MANNHEIM.- Hannah Höch (18891978) is considered the most important German female artist of classical modernism. As a revolutionary of art, she ranks among the most prominent figures linking the emancipatory art of the avant-gardes of the first half of the 20th century with the second. Her life and art were shaped by a revolutionary attitude permeated by the rebellious consciousness of Dada. With the continuation of her work after 1945, Höch became a decisive groundbreaker for a younger generation of artists who in the 1960s took up the utopian-revolutionary potential of 1918.
From April 22 until August 14, 2016, the
Kunsthalle Mannheim presents an exhibition of Hannah Höchs oeuvre after 1945. It is the first comprehensive retrospective of the work which she created after the Second World War. The museum thus continues its series dedicated to significant female artists of the 20th and 21st century from Germaine Richier via Ré Soupault to Magdalena Jetelová, Nairy Baghramian, and Pipilotti Rist.
There is still a lot to be discovered in Hannah Höchs work that spans more than 60 years, from 1916 to 1979, since the artist was appraised almost exclusively as the grande dame of Dadaism after the Second World War. This one-sided focus on her Dadaistic work of the 1920s has shaped our perception of Höch until today obstructing the view to her prolific post-war oeuvre.
The exhibition Hannah Höch. Revolutionary of Art addresses both, Dadas revolutionary conception of the world, which was a fundamental idea of Hannah Höchs oeuvre, and the diversity of her work. In 1918, the artist introduced the collage into fine art as an independent, extremely effective medium. It remained her most important form of expression throughout her career. Her collage Entartet (Degenerated) with a shiny silver corsage and pointed cone-shaped breasts became legendary: As the incarnation of seduction and decay, it is merely an empty shell, headless, with flies swarming around it.
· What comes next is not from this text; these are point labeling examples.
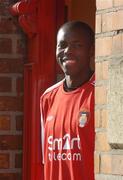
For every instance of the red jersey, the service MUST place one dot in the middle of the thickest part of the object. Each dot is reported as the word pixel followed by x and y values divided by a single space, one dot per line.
pixel 67 120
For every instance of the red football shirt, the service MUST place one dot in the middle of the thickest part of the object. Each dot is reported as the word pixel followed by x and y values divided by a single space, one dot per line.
pixel 67 120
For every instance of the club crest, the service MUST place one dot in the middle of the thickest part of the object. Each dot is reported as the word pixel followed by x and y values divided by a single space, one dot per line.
pixel 83 118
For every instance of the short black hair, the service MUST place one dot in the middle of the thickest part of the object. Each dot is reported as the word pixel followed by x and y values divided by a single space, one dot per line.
pixel 86 29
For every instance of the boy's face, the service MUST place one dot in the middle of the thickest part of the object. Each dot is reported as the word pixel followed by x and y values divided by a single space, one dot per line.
pixel 73 52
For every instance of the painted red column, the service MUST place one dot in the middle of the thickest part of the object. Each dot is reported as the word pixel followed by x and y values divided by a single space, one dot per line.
pixel 39 19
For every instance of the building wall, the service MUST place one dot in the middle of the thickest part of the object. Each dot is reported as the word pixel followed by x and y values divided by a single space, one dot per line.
pixel 108 153
pixel 12 57
pixel 109 105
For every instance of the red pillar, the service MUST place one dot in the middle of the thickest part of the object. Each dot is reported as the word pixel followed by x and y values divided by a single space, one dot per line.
pixel 40 20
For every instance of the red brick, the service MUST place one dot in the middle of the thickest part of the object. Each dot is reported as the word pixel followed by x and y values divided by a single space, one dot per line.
pixel 103 46
pixel 5 84
pixel 104 4
pixel 98 23
pixel 18 160
pixel 20 85
pixel 11 103
pixel 4 161
pixel 5 45
pixel 7 25
pixel 21 46
pixel 97 118
pixel 118 2
pixel 97 163
pixel 117 44
pixel 10 176
pixel 19 123
pixel 112 21
pixel 101 95
pixel 10 142
pixel 4 122
pixel 11 65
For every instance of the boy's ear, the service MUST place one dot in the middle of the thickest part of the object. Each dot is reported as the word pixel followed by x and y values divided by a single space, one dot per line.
pixel 92 57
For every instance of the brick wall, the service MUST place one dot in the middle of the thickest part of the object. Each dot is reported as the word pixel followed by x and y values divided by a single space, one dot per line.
pixel 12 56
pixel 109 32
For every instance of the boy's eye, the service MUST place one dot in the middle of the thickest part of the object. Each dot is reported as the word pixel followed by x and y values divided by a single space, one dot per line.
pixel 62 45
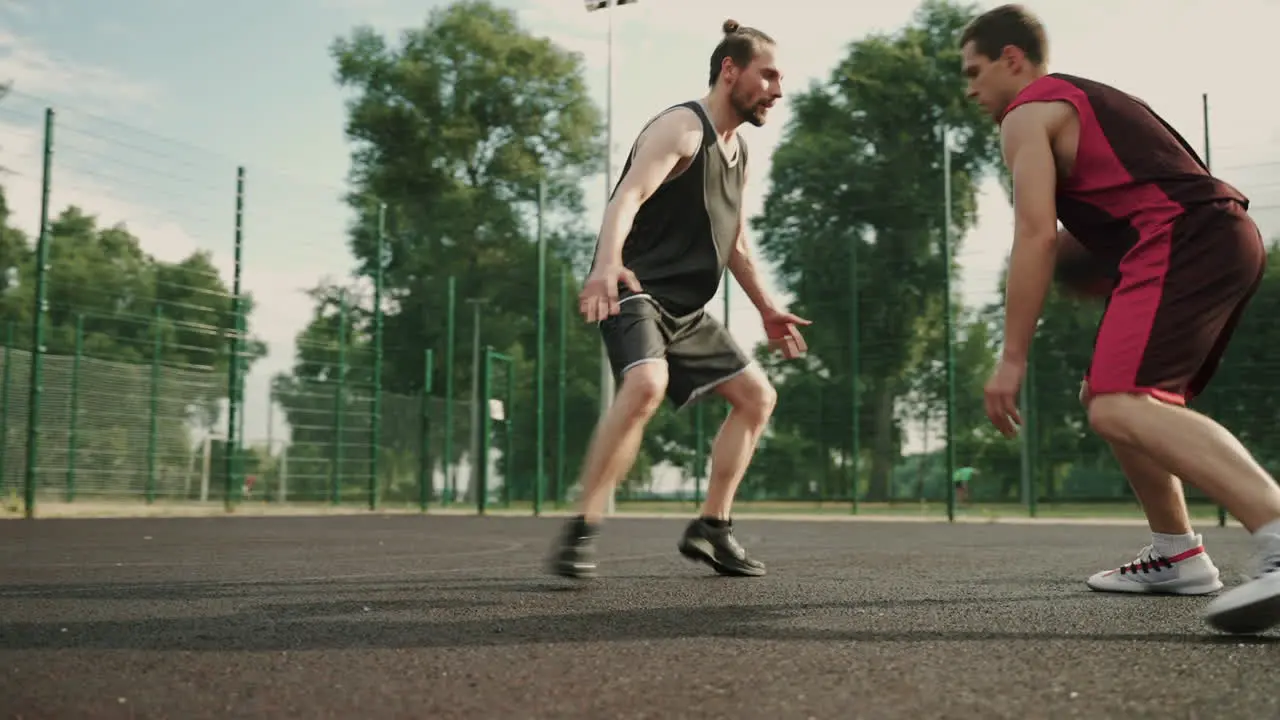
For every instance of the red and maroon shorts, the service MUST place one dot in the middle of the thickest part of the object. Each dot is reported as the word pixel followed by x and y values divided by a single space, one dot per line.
pixel 1180 295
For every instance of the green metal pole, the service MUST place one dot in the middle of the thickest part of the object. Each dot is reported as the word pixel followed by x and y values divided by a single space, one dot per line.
pixel 1031 417
pixel 949 327
pixel 74 410
pixel 447 492
pixel 424 472
pixel 37 329
pixel 154 429
pixel 700 458
pixel 4 404
pixel 1208 163
pixel 855 384
pixel 376 420
pixel 510 451
pixel 233 386
pixel 540 381
pixel 241 446
pixel 484 429
pixel 562 368
pixel 338 409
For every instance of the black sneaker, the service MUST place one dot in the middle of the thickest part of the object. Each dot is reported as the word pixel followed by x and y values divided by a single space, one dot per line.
pixel 575 552
pixel 717 547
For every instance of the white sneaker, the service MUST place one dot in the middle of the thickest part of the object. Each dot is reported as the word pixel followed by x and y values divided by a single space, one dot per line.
pixel 1187 573
pixel 1253 606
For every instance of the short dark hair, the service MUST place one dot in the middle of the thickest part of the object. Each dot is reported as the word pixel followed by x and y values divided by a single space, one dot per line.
pixel 740 45
pixel 1008 24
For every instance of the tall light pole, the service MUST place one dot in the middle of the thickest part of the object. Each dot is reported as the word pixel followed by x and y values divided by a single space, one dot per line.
pixel 479 405
pixel 593 5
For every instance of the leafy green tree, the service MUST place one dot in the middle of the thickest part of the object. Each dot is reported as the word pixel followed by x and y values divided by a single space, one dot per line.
pixel 860 169
pixel 126 301
pixel 452 128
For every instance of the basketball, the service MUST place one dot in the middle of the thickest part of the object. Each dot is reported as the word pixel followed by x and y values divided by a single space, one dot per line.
pixel 1080 273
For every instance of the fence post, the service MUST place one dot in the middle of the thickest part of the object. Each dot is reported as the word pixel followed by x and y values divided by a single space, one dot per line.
pixel 154 431
pixel 510 451
pixel 338 405
pixel 4 404
pixel 74 410
pixel 375 440
pixel 949 326
pixel 562 368
pixel 699 456
pixel 539 414
pixel 1208 164
pixel 425 466
pixel 855 384
pixel 233 367
pixel 37 326
pixel 451 306
pixel 481 459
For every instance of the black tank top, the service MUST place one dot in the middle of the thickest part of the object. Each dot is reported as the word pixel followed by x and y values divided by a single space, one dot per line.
pixel 684 235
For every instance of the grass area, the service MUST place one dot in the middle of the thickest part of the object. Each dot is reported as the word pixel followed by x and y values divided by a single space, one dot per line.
pixel 54 506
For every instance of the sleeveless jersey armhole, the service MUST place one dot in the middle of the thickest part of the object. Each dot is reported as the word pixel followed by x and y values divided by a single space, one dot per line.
pixel 1050 89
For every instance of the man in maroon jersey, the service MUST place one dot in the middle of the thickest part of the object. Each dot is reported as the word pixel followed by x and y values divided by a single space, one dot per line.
pixel 1185 259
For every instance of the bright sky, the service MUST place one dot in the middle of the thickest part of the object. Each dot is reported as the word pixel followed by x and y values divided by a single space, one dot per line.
pixel 156 108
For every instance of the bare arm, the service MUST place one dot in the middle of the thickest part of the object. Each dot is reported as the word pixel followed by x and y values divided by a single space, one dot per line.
pixel 1029 155
pixel 741 263
pixel 659 149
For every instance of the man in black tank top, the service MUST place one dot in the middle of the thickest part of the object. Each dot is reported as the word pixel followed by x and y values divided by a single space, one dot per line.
pixel 673 224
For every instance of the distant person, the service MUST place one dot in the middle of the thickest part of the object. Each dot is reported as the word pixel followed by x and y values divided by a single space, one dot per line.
pixel 672 227
pixel 1185 259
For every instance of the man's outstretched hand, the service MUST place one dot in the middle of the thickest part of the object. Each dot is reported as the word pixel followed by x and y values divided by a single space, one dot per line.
pixel 781 329
pixel 599 296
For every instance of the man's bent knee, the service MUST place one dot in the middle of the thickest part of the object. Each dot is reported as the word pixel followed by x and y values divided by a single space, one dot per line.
pixel 643 388
pixel 752 395
pixel 1114 415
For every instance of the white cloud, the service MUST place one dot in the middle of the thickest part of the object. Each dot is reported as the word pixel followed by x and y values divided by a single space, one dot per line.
pixel 32 71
By focusing on the Höchs oeuvre after 1945, the Kunsthalle Mannheim acknowledges the artists entire artistic work and highlights her key role in the context of modernism and the 20th century. The curators Dr. Inge Herold and Dr. Karoline Hille present more than 150 exhibits, structured in eight themed galleries. They also include works that have never been exhibited so far.
The woodcut Der Prophet Matthäus (The Prophet Matthew, 1917) is in the collection of the Kunsthalle Mannheim. Many exhibits come from the estate of Hannah Höch, and numerous others from private collections in Germany.
Further lenders are: Galerie Berinson, Berlin; Berliner Sparkasse; Berlinische Galerie, Berlin; Heimatmuseum Reinickendorf, Berlin; Kupferstichkabinett, Staatliche Museen zu Berlin; Galerie Nierendorf, Berlin; Galerie Remmert und Barth, Düsseldorf; Kunstmuseum Gelsenkirchen; Wilhelm-Hack-Museum, Ludwigshafen; Kunstmuseum Mülheim an der Ruhr; Institut für Auslandsbeziehungen, Stuttgart.